明崇俨走过天津桥,沿着洛水往家走去,却被一人迎面撞上。那人应是在此等候多时,不过杀害明崇俨之后又去了哪里?茅一川有种预感,那人在出手之后,一定是装作若无其事地沿着洛水继续走下去。
于是茅一川将目光放到了洛水以北的位置,洛阳宫处。
他微微眯着眼睛,心想宫中梦魇一案,明崇俨曾给太子李贤吃过苦头。而五年前的太子弘旧案也查出了不少玄机,明崇俨更是知道不少。最关键的是,宫中不知何时传出了一些糊涂话,说是明崇俨曾向皇帝进言,说当今太子失德,理应易储。
这般看来,杀害明崇俨一事,太子李贤嫌疑最大。
只是,不知帝后二人会如何处理此事?
※
洛阳宫,贞观殿。
李治并未对明崇俨之死表现出丁点哀伤,他只是觉得自己头痛欲裂,而且无人可医。在人饱受病痛折磨的情况下,难免会“病急乱投医”。
于是张少白被莫名其妙接到了宫中。
可怜少年从未和皇帝有过接触,所以难免紧张,就连说话也是结结巴巴。
武后为李治揉弄着额头,斜了张少白一眼,说道:“当初我心软留你一条小命,现在看来你还是一心求死啊……也罢,今日就遂了你的心愿吧。”
看来武后今天心情不佳,脾气也相当暴躁。
张少白赶忙说道:“陛下患有头疾已经多年,伤痛早已入了深处,草民现在实在是治不了啊。”
“谁让你现在就治病了,只要能让陛下好受一些就行!”
“哦哦,草民明白了,”张少白从袖中取出一根足有拇指粗细的香,“此物名为请神香,有安神止痛之功效。”
武后“哼”了一声:“点上。”
张少白胆战心惊地将请神香点燃,然后插在香炉中,看到其中残余的炉灰时,少年惊讶道:“明大夫之前也用过此香?”

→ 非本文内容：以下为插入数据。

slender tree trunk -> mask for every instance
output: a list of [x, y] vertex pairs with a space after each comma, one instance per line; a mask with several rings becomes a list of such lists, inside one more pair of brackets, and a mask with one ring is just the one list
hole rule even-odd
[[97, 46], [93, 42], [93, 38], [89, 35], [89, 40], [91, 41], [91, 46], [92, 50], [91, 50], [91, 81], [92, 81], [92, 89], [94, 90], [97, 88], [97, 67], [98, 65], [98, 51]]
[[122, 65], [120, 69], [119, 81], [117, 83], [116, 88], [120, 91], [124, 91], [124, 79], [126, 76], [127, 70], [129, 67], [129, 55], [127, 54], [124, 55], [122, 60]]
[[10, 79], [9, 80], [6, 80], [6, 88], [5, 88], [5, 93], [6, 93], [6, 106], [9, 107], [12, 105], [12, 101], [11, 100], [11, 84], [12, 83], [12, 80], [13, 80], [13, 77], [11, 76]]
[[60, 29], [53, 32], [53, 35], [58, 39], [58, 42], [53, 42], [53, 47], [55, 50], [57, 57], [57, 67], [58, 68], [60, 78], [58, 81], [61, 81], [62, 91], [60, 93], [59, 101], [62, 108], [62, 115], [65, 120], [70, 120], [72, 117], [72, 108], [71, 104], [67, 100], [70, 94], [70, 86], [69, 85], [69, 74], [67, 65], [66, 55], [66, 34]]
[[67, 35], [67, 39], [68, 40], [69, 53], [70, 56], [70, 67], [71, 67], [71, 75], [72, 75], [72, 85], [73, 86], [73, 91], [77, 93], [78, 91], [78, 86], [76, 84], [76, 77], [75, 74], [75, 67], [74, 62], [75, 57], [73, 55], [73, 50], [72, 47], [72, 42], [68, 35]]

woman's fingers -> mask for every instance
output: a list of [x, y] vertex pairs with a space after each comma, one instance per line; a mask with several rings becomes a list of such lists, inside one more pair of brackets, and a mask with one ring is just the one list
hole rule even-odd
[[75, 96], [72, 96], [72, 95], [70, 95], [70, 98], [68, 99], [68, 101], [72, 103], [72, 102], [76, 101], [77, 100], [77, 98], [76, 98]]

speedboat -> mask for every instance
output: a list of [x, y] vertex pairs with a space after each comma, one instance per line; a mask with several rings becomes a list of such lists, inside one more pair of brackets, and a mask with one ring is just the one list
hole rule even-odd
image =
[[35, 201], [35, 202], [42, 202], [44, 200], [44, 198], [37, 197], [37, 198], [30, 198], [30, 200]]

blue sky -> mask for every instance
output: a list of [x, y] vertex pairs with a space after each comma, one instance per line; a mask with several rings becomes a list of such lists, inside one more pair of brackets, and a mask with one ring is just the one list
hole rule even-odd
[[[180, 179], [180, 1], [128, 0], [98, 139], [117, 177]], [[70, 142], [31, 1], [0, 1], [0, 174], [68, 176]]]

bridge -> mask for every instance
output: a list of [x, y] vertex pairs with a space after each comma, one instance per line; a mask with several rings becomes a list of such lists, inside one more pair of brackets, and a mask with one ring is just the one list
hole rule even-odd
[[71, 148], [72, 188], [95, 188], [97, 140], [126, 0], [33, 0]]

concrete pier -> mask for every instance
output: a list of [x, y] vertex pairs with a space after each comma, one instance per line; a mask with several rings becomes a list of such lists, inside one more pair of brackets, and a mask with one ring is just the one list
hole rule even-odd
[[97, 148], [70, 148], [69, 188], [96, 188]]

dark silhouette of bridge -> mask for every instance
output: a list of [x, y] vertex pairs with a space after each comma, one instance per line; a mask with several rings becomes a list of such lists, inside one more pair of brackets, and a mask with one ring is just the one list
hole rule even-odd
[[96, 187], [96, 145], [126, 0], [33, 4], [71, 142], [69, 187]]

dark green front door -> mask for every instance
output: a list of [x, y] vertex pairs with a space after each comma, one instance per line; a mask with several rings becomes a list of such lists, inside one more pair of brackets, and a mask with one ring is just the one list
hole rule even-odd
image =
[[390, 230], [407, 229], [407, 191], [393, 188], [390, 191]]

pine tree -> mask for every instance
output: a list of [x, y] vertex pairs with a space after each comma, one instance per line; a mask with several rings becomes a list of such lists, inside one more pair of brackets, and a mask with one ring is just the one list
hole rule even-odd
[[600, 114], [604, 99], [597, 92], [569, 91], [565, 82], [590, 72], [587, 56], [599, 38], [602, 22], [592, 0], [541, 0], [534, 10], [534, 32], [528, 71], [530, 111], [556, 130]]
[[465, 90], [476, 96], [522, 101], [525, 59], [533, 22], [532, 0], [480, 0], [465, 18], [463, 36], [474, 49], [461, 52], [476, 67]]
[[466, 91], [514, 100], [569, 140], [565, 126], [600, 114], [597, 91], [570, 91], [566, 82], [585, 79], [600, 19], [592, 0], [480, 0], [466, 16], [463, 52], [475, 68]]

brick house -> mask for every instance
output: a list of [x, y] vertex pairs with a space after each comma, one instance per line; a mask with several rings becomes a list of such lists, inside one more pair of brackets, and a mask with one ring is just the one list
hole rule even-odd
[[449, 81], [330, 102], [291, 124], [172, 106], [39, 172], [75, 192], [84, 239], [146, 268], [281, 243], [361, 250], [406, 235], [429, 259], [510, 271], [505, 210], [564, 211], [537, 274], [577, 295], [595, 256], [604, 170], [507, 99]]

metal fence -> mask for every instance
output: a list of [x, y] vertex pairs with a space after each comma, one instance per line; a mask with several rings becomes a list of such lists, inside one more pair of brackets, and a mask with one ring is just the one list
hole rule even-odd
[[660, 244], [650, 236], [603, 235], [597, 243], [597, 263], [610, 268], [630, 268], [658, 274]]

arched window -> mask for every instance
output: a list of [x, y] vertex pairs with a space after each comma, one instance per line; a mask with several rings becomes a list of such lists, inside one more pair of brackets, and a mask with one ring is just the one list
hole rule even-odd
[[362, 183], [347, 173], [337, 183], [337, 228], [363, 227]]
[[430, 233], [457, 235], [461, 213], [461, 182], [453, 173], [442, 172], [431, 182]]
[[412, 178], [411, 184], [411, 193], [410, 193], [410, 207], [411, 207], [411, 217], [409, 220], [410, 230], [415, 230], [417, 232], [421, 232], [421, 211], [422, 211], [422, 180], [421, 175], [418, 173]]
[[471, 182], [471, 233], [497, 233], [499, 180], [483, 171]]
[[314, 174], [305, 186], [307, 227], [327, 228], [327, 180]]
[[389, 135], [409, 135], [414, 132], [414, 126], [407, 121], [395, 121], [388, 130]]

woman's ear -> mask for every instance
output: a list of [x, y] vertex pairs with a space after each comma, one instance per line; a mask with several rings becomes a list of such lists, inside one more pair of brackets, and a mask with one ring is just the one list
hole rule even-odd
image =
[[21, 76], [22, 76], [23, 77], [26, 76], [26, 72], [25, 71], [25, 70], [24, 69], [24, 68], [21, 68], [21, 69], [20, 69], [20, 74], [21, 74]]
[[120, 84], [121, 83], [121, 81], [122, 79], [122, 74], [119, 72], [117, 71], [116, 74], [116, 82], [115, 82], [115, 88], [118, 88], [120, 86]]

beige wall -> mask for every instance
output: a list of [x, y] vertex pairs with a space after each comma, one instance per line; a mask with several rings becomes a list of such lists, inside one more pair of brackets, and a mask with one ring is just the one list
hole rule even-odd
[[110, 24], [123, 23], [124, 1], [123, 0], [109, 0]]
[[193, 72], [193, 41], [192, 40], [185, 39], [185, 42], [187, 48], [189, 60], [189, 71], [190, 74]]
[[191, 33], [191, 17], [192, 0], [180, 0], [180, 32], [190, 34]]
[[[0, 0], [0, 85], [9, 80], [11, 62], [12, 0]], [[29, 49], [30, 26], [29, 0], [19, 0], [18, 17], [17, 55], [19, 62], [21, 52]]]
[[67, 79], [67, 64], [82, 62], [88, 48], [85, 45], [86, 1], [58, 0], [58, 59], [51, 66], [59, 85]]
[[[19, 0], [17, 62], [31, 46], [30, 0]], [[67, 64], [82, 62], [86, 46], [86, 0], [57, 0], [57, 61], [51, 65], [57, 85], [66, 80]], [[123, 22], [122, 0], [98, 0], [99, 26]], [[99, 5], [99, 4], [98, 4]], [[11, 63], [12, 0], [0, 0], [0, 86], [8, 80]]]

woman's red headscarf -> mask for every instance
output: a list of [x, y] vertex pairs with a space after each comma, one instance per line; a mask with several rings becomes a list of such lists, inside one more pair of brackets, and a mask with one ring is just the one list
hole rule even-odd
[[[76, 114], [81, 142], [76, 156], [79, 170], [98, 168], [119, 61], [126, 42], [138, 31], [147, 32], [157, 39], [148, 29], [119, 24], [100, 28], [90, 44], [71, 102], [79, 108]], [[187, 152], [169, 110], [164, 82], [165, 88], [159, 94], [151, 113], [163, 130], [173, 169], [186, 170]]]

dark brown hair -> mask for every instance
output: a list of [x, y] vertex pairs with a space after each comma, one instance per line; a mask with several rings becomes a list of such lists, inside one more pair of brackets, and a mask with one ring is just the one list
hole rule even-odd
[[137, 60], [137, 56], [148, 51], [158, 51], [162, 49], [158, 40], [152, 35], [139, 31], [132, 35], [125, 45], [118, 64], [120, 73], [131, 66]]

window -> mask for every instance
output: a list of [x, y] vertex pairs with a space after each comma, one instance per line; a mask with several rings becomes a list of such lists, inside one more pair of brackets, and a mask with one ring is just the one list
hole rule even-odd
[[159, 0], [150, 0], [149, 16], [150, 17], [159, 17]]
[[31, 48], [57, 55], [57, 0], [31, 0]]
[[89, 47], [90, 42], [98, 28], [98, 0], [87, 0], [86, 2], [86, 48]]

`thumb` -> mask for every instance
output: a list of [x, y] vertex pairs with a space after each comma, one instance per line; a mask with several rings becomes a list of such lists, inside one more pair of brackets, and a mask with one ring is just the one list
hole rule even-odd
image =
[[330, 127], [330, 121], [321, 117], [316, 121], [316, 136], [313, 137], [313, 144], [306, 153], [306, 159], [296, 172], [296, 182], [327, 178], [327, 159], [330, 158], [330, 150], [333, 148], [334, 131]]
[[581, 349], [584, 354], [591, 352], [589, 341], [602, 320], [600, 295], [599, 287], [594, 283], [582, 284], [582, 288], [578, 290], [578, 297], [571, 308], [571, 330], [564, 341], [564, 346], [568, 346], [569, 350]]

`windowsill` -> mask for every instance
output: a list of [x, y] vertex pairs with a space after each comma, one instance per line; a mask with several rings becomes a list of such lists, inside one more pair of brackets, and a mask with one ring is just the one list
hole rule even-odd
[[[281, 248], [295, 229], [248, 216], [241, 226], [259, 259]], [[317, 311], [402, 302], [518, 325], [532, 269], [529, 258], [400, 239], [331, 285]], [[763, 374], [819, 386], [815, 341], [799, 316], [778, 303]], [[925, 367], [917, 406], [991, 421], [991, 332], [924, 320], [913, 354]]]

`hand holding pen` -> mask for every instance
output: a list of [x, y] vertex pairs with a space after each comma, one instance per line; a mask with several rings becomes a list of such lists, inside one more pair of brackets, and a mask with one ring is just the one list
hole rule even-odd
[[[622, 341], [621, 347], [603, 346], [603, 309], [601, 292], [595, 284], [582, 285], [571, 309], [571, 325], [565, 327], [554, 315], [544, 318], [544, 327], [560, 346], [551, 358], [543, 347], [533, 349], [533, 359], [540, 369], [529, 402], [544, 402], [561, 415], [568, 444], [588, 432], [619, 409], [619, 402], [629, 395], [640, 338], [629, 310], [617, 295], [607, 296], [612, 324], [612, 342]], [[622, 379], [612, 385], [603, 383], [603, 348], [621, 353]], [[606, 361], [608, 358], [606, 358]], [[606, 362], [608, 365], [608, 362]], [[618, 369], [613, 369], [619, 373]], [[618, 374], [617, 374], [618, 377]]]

武后点头:“没错,只是此物太过稀罕。而且明崇俨曾叮嘱过,不可随意乱用。”
张少白解释道:“请神香在用量上极为讲究,若是用得多了,怕是会引来一些不好的东西。”
“不好的东西?”武后皱眉。
“比如幻象。”
片刻后,李治忽然咳嗽了两声,武后赶忙问道:“陛下感觉如何?”
李治的声音有些嘶哑:“好些了。”
武后脸色稍缓,又对少年没好气地说道:“你还有什么手段赶紧用,非要等着我催你吗?”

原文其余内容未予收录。